DORA: Strengthening the entire ecosystem based on a common foundation
DORA secures data at financial institutions and subcontractors
The approach involves identifying the various risks, assessing their impact on the business and implementing appropriate responses. One example is the formalisation of crisis management procedures," says Christophe Ruppert. It's not unusual for these procedures to already exist within the company, but formalising them is essential". Everything must take account of the business issues at stake, in accordance with the principle of proportionality that prevails in the context of these regulations. "DORA requires companies to better supervise and manage their risks, with a view to preserving their business.
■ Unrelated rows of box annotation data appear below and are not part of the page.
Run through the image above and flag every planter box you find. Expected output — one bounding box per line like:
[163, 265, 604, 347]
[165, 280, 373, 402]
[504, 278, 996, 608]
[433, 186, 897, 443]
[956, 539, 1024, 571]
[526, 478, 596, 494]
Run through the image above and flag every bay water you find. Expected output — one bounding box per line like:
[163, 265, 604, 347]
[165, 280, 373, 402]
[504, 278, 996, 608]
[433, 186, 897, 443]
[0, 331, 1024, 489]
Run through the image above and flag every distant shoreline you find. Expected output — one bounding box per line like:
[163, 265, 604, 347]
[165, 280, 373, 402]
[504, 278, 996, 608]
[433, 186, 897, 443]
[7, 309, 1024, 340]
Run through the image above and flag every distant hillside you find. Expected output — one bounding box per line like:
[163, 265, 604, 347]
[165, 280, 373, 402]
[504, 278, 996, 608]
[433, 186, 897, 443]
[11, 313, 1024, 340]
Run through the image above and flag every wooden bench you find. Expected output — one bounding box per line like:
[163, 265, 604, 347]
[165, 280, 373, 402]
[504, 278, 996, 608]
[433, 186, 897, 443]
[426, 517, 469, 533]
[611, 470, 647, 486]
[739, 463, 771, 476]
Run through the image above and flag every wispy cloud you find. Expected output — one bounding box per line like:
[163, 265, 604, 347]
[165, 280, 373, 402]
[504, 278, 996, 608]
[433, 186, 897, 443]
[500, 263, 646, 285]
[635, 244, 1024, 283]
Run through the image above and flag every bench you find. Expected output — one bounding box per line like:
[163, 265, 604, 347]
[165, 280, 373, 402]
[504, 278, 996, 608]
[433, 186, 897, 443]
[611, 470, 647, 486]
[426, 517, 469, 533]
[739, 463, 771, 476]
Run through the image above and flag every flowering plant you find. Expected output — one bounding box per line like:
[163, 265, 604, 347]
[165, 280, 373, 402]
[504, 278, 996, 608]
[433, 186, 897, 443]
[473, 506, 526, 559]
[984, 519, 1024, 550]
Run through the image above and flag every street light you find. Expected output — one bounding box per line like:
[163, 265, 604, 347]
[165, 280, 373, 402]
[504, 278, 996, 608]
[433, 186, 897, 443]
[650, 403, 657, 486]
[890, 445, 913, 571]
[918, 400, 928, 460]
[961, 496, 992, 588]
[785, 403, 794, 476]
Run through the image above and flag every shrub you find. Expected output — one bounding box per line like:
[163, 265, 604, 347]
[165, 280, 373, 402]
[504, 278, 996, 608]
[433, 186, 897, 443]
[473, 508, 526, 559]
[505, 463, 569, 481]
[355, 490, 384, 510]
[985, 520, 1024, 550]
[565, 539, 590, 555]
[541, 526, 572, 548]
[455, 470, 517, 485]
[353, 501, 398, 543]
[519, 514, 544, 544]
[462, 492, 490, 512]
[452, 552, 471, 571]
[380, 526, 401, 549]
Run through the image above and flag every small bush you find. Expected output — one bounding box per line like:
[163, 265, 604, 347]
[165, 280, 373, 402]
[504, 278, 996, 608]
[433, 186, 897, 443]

While these regulations aim to limit systematic risks, they also support the long-term viability of each player," comments Aline Moyret. By indirectly extending to subcontractors, where regulated entities must ensure that their continuity is guaranteed, DORA is helping to strengthen the entire ecosystem.
Provisions in line with DORA guidelines
In addition to the support offered to help organisations strengthen their resilience, DEEP has also developed a range of services and tools with a view to industrialising the process. The Cyber-Resilience Portal, for example, facilitates the management and sharing of information relating to risks and responses, in order to assess the various impacts on the organisation's business continuity (regulation, operations, image & reputation, turnover), with a view to the continuous improvement of business continuity issues.
DEEP supports companies in the financial sector
Finally, DEEP offers services that provide an operational response to the requirements or certain risks raised by the directive. The Cybersecurity Business Line, via the SOC (Security Operations Centre) and CSIRT services, offers an operational response for detecting and responding to cyber incidents. The COS (Cybersecurity Offensive Security) team offers Red Team-type services to test resilience. Finally, through its managed services and cloud service provider capabilities, capable of managing multi-cloud environments, DEEP supports its customers in designing resilient environments that take account of these compliance requirements.